WHAT WE’RE READING THIS WEEK
- In a research paper for Vanderbilt Law School, Professor Kip Viscusi and Scott Jeffrey of Vanderbilt Law School argued that municipalities could increase civil penalties to deter police shootings. Viscusi and Jeffrey noted that the compensation amount for wrongful deaths by police officers are well below the value that other government regulations outline for other wrongful deaths. The authors undertook a comprehensive benefit-cost analysis to calculate the cost of police shootings from 2015 to 2018, which the authors determined to be $39.3 billion.
- Policymakers must implement regulatory solutions to protect children from lead poisoning, argued the authors of a new article in the Yale Journal of Health Policy, Law, and Ethics. The authors noted that the President’s Task Force on Environmental Health Risks and Safety Risks to Children recently retreated from its prior goal to eliminate childhood lead poisoning, instead seeking merely to reduce it. Should agencies fail to re-engage with the original goal, they concluded, the nation will face both loss of life and increased governmental costs. Authors of the article are Emily Benfer of Columbia Law School, Emily Coffey and Kate Walz of the Shriver Center on Poverty Law, Allyson Gold of the University of Alabama School of Law, Mona Hanna-Attisha of the Michigan State University-Hurley Children’s Hospital Pediatric Public Health Initiative, Bruce Lanphear of Simon Fraser University, Helen Li, formerly of Connecticut Legal Services, Ruth Ann Norton of the Green & Healthy Homes Initiative, and David Rosner of the Columbia University Mailman School of Public Health.

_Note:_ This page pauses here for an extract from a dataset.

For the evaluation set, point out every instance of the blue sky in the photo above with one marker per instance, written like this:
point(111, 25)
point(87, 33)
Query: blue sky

- In a new article for CityLab, attorney Jesse Halfon of Dykema suggested that cities address safety concerns about electric scooter and bikesharing programs by creating new administrative bodies to address disputes. Because riders are frequently required to sign agreements shielding program operators from liability, Halfon argued, injured users are frequently left with no legal remedy. To address the problem, Halfon suggested that cities create “Mobility Claims Boards” empowered to evaluate injury claims and provide redress in appropriate cases.
- In a 2018 essay for The Regulatory Review, Jennifer Baxter of economic consulting firm Industrial Economics wrote that, in meeting the Trump Administration’s mandate to reduce regulation, agencies must quantify and mitigate uncertainty. The challenges of quantifying costs and benefits of deregulation are, Baxter argued, even greater than similar processes undertaken when regulations are created. Deregulating agencies may need to look beyond their walls to industry stakeholders willing to partner with agencies—and to commit research dollars—in evaluating the costs and risks of deregulation, Baxter concluded.